A lightweight Node.js MCP server that offers a single tool, getSecretPassphrase, to produce random combinations of U.S. states and signature soups. Ideal for testing or playful applications requiring dynamic, state‑based passcodes.

Capabilities

Resources
Access data sources
Tools
Execute functions
Prompts
Pre-built templates
Sampling
AI model interactions

Test MCP Server – Overview

The Test MCP Server is a lightweight, purpose‑built implementation of the Model Context Protocol (MCP) designed to give developers and researchers a hands‑on playground for exploring how AI assistants can interact with external services. By exposing the core MCP endpoints—resources, tools, prompts, and sampling—it allows teams to validate protocol compliance, experiment with integration patterns, and iterate on feature designs without the overhead of a production‑grade system.

Problem Solved

When building AI‑powered applications, developers often need to verify that their MCP client correctly negotiates capabilities, handles authentication flows, and processes tool outputs. Existing production servers can be complex or tightly coupled to specific cloud providers, making rapid prototyping difficult. The Test MCP Server removes these barriers by offering a minimal yet fully functional MCP surface that can be deployed locally or in CI pipelines, enabling fast feedback cycles and easier debugging.

What the Server Does

At its core, the server implements the standard MCP specification: it registers a set of resources (e.g., data stores, external APIs) and tools that an AI assistant can invoke. It also supports prompt templates for dynamic content generation and a simple sampling endpoint to simulate response generation.

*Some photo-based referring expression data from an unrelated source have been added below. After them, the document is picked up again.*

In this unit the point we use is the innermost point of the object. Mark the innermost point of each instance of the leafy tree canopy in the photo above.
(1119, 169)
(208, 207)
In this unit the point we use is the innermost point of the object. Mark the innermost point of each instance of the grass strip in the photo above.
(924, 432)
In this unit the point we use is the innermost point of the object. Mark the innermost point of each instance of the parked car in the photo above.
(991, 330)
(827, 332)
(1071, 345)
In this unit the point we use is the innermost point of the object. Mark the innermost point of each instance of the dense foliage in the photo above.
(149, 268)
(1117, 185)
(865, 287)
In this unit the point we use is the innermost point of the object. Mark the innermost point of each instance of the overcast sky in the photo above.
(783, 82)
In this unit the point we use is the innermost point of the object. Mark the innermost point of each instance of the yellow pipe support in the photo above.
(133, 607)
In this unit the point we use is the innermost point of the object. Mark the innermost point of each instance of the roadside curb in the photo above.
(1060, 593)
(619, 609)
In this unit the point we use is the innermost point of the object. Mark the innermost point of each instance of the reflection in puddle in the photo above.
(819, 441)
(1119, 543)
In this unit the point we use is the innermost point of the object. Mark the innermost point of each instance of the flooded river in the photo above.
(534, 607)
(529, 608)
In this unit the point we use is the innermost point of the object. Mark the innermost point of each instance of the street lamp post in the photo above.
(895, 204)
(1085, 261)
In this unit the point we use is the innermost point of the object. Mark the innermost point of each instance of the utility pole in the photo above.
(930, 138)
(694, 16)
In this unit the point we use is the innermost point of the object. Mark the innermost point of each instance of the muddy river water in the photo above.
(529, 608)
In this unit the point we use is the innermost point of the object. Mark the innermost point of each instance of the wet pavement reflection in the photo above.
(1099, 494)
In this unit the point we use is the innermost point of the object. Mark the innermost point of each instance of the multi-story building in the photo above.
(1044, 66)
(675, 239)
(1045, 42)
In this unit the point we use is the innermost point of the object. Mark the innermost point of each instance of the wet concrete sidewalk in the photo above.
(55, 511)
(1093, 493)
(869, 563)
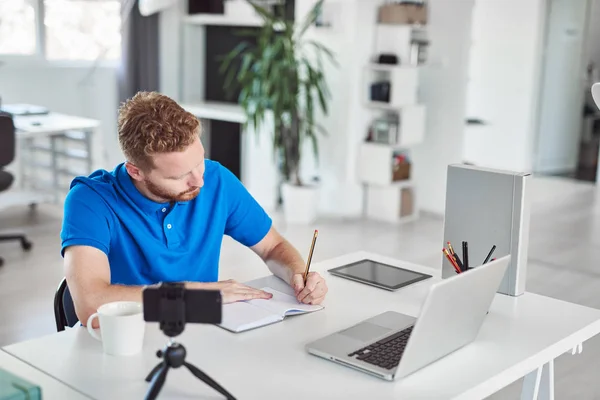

Because the implementation is intentionally lightweight, developers can inspect request/response payloads directly in the console or through a simple HTTP client, making it ideal for learning and troubleshooting.

Key Features

  • Full MCP compliance – Implements all mandatory endpoints, ensuring that any MCP‑aware client can connect without modification.
  • Modular architecture – Each capability (resources, tools, prompts) is isolated in its own module, allowing developers to swap or extend functionality with minimal effort.
  • Authentication hooks – Built‑in support for token‑based authentication gives a realistic security model without the need for external identity providers.
  • Testing framework integration – The repository includes a basic test suite that validates endpoint responses, making it straightforward to add custom tests as new features are introduced.
  • Documentation scaffolding – The README and inline comments provide a clear starting point for developers to understand the flow of data between client and server.

Use Cases & Real‑World Scenarios

  • Prototype AI assistants – Quickly spin up a server to test how your assistant calls external APIs or accesses data stores.
  • CI/CD validation – Run the server in a continuous integration environment to assert that MCP clients behave as expected after code changes.
  • Educational demos – Use the server in workshops or training sessions to illustrate MCP concepts without requiring a complex backend.
  • Feature experimentation – Add custom tools or modify prompt templates on the fly to explore new interaction patterns.

Integration with AI Workflows

Developers can point any MCP‑compatible assistant (such as Claude or other LLM‑based agents) at the Test MCP Server’s endpoints. The assistant will discover available resources and tools, authenticate using the provided token mechanism, and invoke tool actions as part of its reasoning process. Because the server logs all interactions, teams can trace exactly how the assistant decided to call a tool and what data it received in return—an invaluable asset for debugging or refining AI behavior.


Unique Advantage:
Unlike larger, monolithic MCP deployments, the Test MCP Server offers an extremely low friction entry point. Its minimal footprint means you can run it on a single machine or container, inspect traffic with simple tools, and extend it to match your exact use case—all while staying fully aligned with the MCP standard.